Many of the outfits seen in "Vikings" scream function over fashion, though the show has pushed the boat out with the odd elaborate get-up on occasion. "The Vikings were very adept at dying furs," Joan Bergin, the show's costume designer, told The Hollywood Reporter. "When we first tried to do it, the skins would frizzle up after a few days so we had to dye them right before the scene." Not all the costumes that she created were 100% suitable for the time period ("The era when every detail had to be historically accurate is gone," Bergin said, echoing showrunner Michael Hirst's approach), but that's not to say a lot of hard work didn't go into them.

According to Bergin, her costumes were embedded with subtle hints about the personalities of their owners. Simple things like hand-braiding the wool and using decorative hair could "give a life force to the texture," she told THR, explaining, "Adding this texture helps create the sense that there are complexities to the character." What's even more impressive is that the main cast of characters got a new look every week, according to the show's head of costume, Susan O'Connor. "Every single costume is unique to the person and the episode, so we rarely reuse what viewers have already seen," she told SBS.

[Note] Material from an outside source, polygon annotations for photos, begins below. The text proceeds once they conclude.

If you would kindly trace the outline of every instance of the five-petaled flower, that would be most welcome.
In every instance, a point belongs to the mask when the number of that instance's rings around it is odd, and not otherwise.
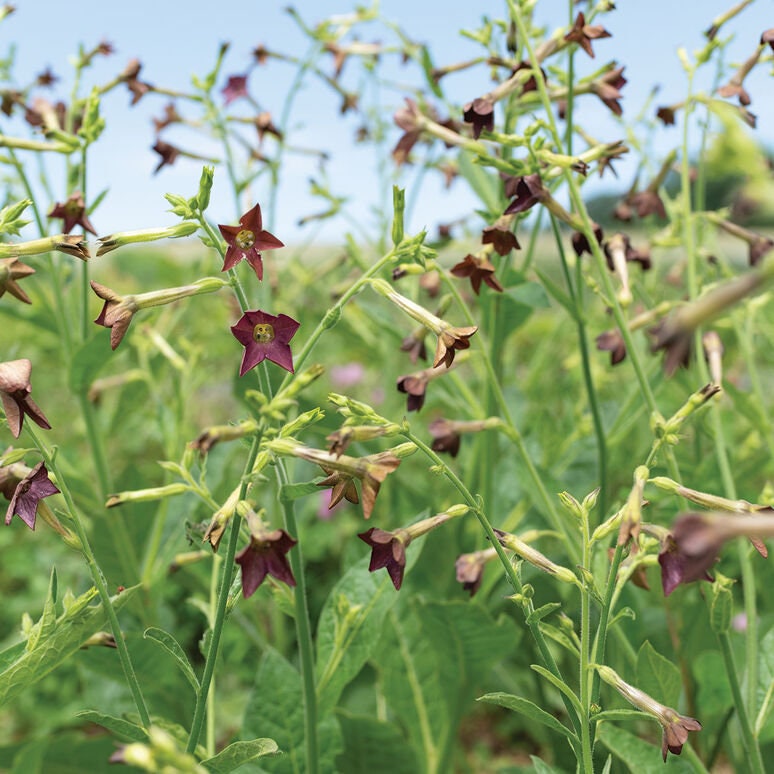
[[[242,594],[251,596],[267,575],[295,586],[296,579],[285,554],[297,543],[284,529],[269,531],[261,527],[251,532],[250,542],[235,557],[242,568]]]
[[[84,231],[90,231],[95,236],[97,234],[89,221],[86,204],[80,191],[73,191],[66,202],[57,202],[48,213],[48,217],[62,218],[64,220],[62,231],[65,234],[69,234],[76,226],[80,226]]]
[[[247,97],[247,76],[229,76],[229,79],[226,81],[226,85],[223,87],[221,94],[223,95],[224,105],[230,105],[235,99],[239,99],[240,97]]]
[[[8,510],[5,514],[5,523],[10,524],[16,514],[30,529],[35,529],[35,516],[38,512],[38,503],[59,490],[48,478],[48,471],[43,462],[39,462],[17,485],[13,493]]]
[[[403,583],[403,570],[406,568],[406,546],[411,542],[408,530],[397,529],[395,532],[387,532],[371,527],[366,532],[358,533],[358,537],[373,549],[368,571],[374,572],[384,567],[392,585],[399,591]]]
[[[45,415],[30,397],[31,371],[32,363],[26,358],[0,363],[0,400],[14,438],[18,438],[21,433],[25,414],[44,430],[51,429]]]
[[[275,317],[261,310],[245,312],[237,324],[231,326],[234,337],[245,348],[239,375],[244,376],[263,360],[271,360],[293,373],[290,340],[299,326],[299,322],[286,314]]]
[[[482,282],[498,293],[503,292],[503,286],[494,275],[494,264],[486,257],[468,254],[452,267],[451,273],[455,277],[467,277],[476,295],[481,292]]]
[[[599,24],[586,24],[586,17],[580,12],[575,19],[572,29],[564,36],[568,43],[577,43],[590,57],[594,57],[592,40],[609,38],[610,33]]]
[[[264,231],[261,205],[256,204],[239,219],[238,226],[218,226],[228,243],[223,269],[233,269],[243,258],[253,267],[259,280],[263,279],[262,250],[276,250],[284,247],[277,237]]]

Not a horned helmet in sight

Michael Hirst has always been open about the fact that he didn't worry too much about historical accuracy while writing "Vikings" ("It's essentially a drama, but within the limits of drama, it is as authentic and real as I can make it," he told History), yet when it comes to things like armor, the show goes for accuracy over artistry. The popular image of Vikings prior to Hirst's drama was of red-headed marauders wearing horned helmets, something that History's first-ever scripted series went out of its way to correct. "Everything I write begins with the real," Hirst said. "I don't like fantasy. It's all based on proper research."

According to Audrey Davis, the art director of the VFX house that created the show's incredible opening, Hirst and his team were adamant that the drowning Vikings shown in the title sequence must be dressed appropriately. "They wanted us to research Vikings, their history, their culture, and be truthful about it," Davis told Art of the Title. "They didn't want helmets with horns on them. That was never a real thing. Our process involved a lot of research, going to museums and looking at the Icelandic sagas, reading all the folklore."

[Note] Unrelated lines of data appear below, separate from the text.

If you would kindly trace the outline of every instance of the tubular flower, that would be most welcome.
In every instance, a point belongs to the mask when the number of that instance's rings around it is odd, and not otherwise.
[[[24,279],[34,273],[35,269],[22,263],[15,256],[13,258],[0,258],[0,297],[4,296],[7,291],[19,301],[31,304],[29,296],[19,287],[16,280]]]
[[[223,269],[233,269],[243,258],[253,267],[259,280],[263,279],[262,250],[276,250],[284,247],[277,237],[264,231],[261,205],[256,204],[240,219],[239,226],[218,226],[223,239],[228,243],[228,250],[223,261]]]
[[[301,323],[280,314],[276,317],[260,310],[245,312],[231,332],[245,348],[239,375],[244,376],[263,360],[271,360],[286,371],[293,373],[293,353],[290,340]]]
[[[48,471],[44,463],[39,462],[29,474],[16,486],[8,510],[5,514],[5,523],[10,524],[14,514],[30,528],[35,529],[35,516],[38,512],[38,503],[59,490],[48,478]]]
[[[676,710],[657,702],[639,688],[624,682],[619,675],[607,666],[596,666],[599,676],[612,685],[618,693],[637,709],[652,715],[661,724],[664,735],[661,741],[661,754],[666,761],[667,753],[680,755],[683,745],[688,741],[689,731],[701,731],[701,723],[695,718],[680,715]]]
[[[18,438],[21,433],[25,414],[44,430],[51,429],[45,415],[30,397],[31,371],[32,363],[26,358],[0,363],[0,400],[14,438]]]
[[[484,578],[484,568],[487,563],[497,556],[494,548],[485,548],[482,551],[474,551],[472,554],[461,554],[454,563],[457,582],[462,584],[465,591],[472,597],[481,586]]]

Those were real snakes in that pit

When Michael Hirst began writing "Vikings," the plan was for Ragnar to die at the end of the first season, leaving the bulk of the story for his sons. "But, of course, once I started writing," he told Vulture, "I wanted to continue to be with him." Travis Fimmel's character survived way longer than the showrunner initially anticipated, though his eventual death is among Hirst's favorites from his time working on the show. Not only did it showcase Ragnar the tactician at his finest (he knew that his execution at the hands of the Saxons would unite his sons and the rest of the Norse world against them), but it was also brilliantly shot — with real snakes.

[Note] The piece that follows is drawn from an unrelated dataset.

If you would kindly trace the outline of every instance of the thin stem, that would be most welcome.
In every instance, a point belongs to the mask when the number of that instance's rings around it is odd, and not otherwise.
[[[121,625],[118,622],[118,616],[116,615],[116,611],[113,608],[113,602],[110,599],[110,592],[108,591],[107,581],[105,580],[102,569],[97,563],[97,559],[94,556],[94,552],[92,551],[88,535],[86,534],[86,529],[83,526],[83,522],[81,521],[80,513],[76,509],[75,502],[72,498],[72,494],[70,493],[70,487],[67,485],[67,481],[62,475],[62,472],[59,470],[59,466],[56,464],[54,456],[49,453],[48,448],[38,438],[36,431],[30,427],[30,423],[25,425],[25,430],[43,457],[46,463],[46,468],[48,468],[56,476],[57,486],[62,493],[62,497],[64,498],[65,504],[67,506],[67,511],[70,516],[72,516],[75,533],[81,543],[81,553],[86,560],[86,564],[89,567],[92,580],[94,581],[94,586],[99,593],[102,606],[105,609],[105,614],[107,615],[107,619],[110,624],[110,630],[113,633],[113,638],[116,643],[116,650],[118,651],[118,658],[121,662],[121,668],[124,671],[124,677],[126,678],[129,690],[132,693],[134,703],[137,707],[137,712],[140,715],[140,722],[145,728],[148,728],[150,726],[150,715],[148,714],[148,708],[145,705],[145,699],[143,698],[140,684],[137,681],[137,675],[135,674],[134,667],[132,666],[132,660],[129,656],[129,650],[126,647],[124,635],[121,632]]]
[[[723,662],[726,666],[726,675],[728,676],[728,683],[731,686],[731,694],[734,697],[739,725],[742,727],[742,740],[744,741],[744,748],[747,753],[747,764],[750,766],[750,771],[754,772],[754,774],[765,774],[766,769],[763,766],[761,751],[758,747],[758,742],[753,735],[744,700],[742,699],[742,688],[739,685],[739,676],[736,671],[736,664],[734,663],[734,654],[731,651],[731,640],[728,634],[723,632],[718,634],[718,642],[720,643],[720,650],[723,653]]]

While the vipers that sink their teeth into Ragnar are obviously CGI, there were "about 60" real serpents in that pit with him, as Fimmel revealed during an interview with The Hollywood Reporter. "I didn't mind them at all," the actor said. "I was covered in snake poop at the end. I got bitten a few times, but that was fine — it was them pooping on me that annoyed me more than anything." According to the episode's director Ciaran Donnelly, Fimmel really was that cool about the whole thing. "He grew up on a farm in Australia and he's quite used to snakes," Donnelly told Metro. "I feel it was quite authentic in that way, and that's thanks to Travis' ability to hang with snakes."